Anoitecera há pouco.

Por quilómetros estendia-se o areal deserto.

No horizonte do mar surgiam ao longe as silhuetas dos apanhadores de conquilha.

Do azul rosado do poente ergue-se majestosa a lua, cheia, neste Agosto de prazer.

Corre sobre o mar uma ligeira brisa temperando o ar quente que se mantém acima dos 30ºC.
Lambendo a areia da baixa-mar vêm as ondas mansas marulhar junto ao corpo que deitado se enleva nesta doçura de paraíso. E o banho, inevitável, surge. Qual Adão antes do pecado original, mergulho e aí vou, em movimentos que parecem surgir naturalmente, no indescritível prazer do fluir da água até ao mais recôndito da alma.

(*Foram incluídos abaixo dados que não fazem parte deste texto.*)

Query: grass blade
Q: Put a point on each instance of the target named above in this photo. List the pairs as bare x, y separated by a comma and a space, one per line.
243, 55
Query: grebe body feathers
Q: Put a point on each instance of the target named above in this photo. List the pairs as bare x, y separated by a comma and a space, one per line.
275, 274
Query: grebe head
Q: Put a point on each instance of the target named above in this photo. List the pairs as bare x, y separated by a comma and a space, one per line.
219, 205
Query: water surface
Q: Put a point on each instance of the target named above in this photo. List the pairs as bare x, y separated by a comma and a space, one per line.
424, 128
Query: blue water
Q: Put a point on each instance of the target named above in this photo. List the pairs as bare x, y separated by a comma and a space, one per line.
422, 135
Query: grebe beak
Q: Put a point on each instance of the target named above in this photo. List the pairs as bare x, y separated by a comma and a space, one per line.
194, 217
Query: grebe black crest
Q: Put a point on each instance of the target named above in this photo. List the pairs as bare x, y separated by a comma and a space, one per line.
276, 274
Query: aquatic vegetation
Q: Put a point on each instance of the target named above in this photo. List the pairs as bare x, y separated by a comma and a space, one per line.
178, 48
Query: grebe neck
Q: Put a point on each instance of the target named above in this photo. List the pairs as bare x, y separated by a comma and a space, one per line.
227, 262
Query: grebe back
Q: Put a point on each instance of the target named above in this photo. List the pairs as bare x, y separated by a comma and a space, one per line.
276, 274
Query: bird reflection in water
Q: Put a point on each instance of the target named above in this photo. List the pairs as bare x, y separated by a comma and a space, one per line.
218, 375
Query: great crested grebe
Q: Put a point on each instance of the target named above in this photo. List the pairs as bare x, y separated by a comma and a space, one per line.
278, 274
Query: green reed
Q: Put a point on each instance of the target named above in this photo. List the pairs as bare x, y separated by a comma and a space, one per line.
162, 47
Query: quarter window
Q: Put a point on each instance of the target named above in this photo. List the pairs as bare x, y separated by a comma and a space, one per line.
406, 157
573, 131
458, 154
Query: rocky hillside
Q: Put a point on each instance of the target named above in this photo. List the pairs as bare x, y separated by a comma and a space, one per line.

É de um outro paraíso que nos fala o poema de Zbigniew Herbert (1924 – 1998) que hoje transcrevo. Eivado dos pressupostos cristãos e longe do panteísmo por onde acima andei, afirma ele, como verdade revelada, que “na verdade no paraíso vive-se melhor do que em qualquer outro lado“. Todos aceitamos que sim. Por isso mesmo se chama paraíso!
De qualquer forma, é comovente a visão que nos descreve dos proletários celestes: envergonhados debaixo ds braços carregam as suas asas como violinos.
Ao genial poeta polaco regressarei com mais detalhe.

Notícias do Paraíso

No paraíso a semana de trabalho é de trinta horas
os salários são elevados e os preços descem regularmente
o trabalho manual não é cansativo (devido à reduzida gravidade)
derrubar árvores não é mais pesado do que dactilografar
o sistema social é estável e as leis são sábias
na verdade no paraíso vive-se melhor do que em qualquer outro lado

A principio era para ter sido diferente
círculos luminosos coros e graus de abstracção
mas não foram capazes de separar completamente
o espirito da carne de tal modo que quem chega
traz sempre uma gota de gordura uma fibra de músculo
foi necessário enfrentar as consequências
misturar um grão de absoluto com um grão de argila
mais um desvio da doutrina o ultimo desvio
só o apostolo João o entreviu: ressuscitaremos na carne

São poucos os que acreditam em Deus
isso é só para aqueles cem por cento pneuma
os outros ouvem os comunicados sobre milagres e dilúvios
um dia Deus revelar-se-á a todos
quando irá isso acontecer ninguém sabe

Como agora todos os sábados ao meio-dia
as sirenes tocam docemente
e das fábricas saem os proletários celestes
envergonhados debaixo ds braços carregam as suas asas como violinos

Tradução de Jorge Sousa Braga a partir da versão inglesa de Czeslaw Milosz.